An English Golden Retriever typically has a bright golden mature coat with a yellow hue. This, along with the Canadian Golden Retriever’s light cream-colored coat, is the most common coat color for the breed.
However, an American Golden Retriever can have a much darker coat that looks bronze. These coats have a red tinge to them but are not dark enough to be considered brown. Although most Golden puppies have a lighter coat when they’re born, their fur may darken as they mature.
You’ll notice the first color change in your retriever’s coat when they’re around three months old. And as they continue to age, their coat continues to darken. You’ll also notice that their face and nose color can change, although the whiteness in their face is usually associated with older dogs.
Some color changes that take place are only very slight, so you may not even notice them! Typically, Golden Retrievers will only go a shade lighter or darker than when they were born, which happens gradually over time.
A purebred Golden Retriever will never have a brown or black coat.
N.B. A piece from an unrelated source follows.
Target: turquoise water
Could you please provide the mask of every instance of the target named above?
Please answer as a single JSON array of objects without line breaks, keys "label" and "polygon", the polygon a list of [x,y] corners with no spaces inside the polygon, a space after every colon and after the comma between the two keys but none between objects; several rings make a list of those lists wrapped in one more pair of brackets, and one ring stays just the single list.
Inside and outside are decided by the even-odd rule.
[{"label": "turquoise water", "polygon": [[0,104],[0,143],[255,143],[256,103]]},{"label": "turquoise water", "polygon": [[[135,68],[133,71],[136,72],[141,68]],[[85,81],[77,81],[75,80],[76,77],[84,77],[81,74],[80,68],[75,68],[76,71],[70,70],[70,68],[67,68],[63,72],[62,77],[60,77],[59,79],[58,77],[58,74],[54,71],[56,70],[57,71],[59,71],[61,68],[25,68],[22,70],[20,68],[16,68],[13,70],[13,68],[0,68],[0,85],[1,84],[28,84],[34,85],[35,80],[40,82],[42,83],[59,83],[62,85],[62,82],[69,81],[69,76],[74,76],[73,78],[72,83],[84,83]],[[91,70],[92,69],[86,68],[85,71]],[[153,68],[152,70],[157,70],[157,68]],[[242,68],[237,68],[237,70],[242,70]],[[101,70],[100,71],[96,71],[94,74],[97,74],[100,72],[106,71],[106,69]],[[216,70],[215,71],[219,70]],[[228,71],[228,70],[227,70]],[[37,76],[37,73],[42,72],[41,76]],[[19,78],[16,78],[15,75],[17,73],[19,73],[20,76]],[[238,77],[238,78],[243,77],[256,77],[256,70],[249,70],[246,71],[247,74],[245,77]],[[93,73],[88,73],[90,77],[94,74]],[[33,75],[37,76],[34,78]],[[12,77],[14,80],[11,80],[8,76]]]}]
Instead, dogs with these coat colors are usually a Golden Retriever mix. Some people may also confuse a flat-coated retriever for a black Golden Retriever, but this breed doesn’t exist!
Do all Golden Retrievers have fluffy coats?
A purebred Golden Retriever’s coat texture should be thick and fluffy. This full coat is part of their genetics and is evident in most double-coated dogs.
When Goldens are born, they have a soft, thin coat. This is because it takes time for their coat to grow into the long, gorgeous coat we associate with this breed. At around three to six months old, Golden pups’ coats should start to become thicker and fluffier.
Do all Golden Retrievers have long hair?
Golden Retrievers’ coat length may vary from dog to dog. Still, most goldens have a thick, full coat with long hair and feathering. Some dogs may have medium-length hair, depending on the puppy’s heritage. But a Golden Retriever will never have short hair.
Although Golden puppies aren’t born with long outer coats, their fur will usually become longer as they age. You’ll notice the coat getting longer after around three months!
If you’ve been stressing out over your Golden’s slow fur growth, you can rest easy! Although there are certain milestones that signify the start or end of a coat’s transitional stages, every dog has a different timeline.
So whether your dog is getting its adult coat quicker than expected or it’s a late bloomer, you’ll know what to look for when you want to know what stage it’s in.